Oggi siamo abituati a cercare casa con pochi clic, consultando portali immobiliari, fotografie professionali e tour virtuali.
Ma il mestiere dell’agente immobiliare ha origini molto più antiche e affonda le sue radici in un’epoca in cui la tecnologia non esisteva e il valore delle relazioni personali era ancora più determinante.

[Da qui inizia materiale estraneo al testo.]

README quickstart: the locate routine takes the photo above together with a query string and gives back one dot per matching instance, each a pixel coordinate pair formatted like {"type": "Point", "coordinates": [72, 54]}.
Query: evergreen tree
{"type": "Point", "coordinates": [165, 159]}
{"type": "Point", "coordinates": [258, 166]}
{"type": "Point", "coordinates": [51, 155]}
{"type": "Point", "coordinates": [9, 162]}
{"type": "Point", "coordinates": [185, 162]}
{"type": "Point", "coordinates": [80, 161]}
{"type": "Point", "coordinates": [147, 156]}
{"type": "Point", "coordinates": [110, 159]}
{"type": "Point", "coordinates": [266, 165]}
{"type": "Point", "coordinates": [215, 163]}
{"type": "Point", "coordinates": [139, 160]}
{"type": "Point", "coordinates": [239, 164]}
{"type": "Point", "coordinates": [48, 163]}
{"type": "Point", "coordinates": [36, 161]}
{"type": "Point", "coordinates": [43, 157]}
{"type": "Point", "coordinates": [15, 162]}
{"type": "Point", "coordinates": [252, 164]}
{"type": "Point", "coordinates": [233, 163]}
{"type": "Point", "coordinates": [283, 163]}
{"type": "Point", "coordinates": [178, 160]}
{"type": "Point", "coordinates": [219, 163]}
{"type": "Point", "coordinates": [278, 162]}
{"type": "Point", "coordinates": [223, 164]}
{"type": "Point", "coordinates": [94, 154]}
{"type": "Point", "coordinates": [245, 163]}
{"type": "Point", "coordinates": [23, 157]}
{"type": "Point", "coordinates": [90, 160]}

In Italia, le prime forme organizzate di intermediazione si sviluppano nella seconda metà dell’Ottocento con le cosiddette agenzie d’affari.
Questi uffici, presenti soprattutto nelle grandi città come Roma, Milano, Torino, Genova e Napoli, svolgevano una funzione essenziale: mettere in contatto persone con esigenze complementari.
Non si occupavano esclusivamente di case.
Gestivano compravendite, locazioni, cessioni di attività commerciali, ricerca di soci e molte altre operazioni basate sulla fiducia e sulla conoscenza del territorio.
Come si pubblicizzavano
In assenza di internet, i principali strumenti di promozione erano:
- annunci sui quotidiani;
- vetrine su strada;
- cartelli affissi nei palazzi;
- relazioni con notai, avvocati e amministratori;
- passaparola.
La reputazione personale rappresentava il vero patrimonio del mediatore.
Un professionista serio, corretto e ben introdotto riceveva incarichi grazie alla fiducia costruita nel tempo.
Come lavoravano
Il metodo, in fondo, non era molto diverso da quello odierno.
L’agente raccoglieva le informazioni sull’immobile, incontrava i potenziali interessati, facilitava la negoziazione e accompagnava le parti verso l’accordo.
Ciò che è cambiato nel tempo sono gli strumenti.
Oggi utilizziamo fotografie professionali, video, CRM, database, campagne digitali e portali internazionali.
Ma l’essenza del lavoro è rimasta la stessa.
Mettere in relazione le persone giuste e guidarle con competenza in una decisione importante e delicata.
Una professione fondata sulla fiducia
Ripercorrere la storia delle prime agenzie immobiliari ci ricorda che questa professione non consiste semplicemente nel pubblicare annunci.
Significa ascoltare, analizzare, consigliare e costruire un percorso che consenta alle parti di affrontare la compravendita con consapevolezza e serenità.
In questo senso, pur con strumenti molto diversi, il cuore del nostro lavoro è rimasto immutato.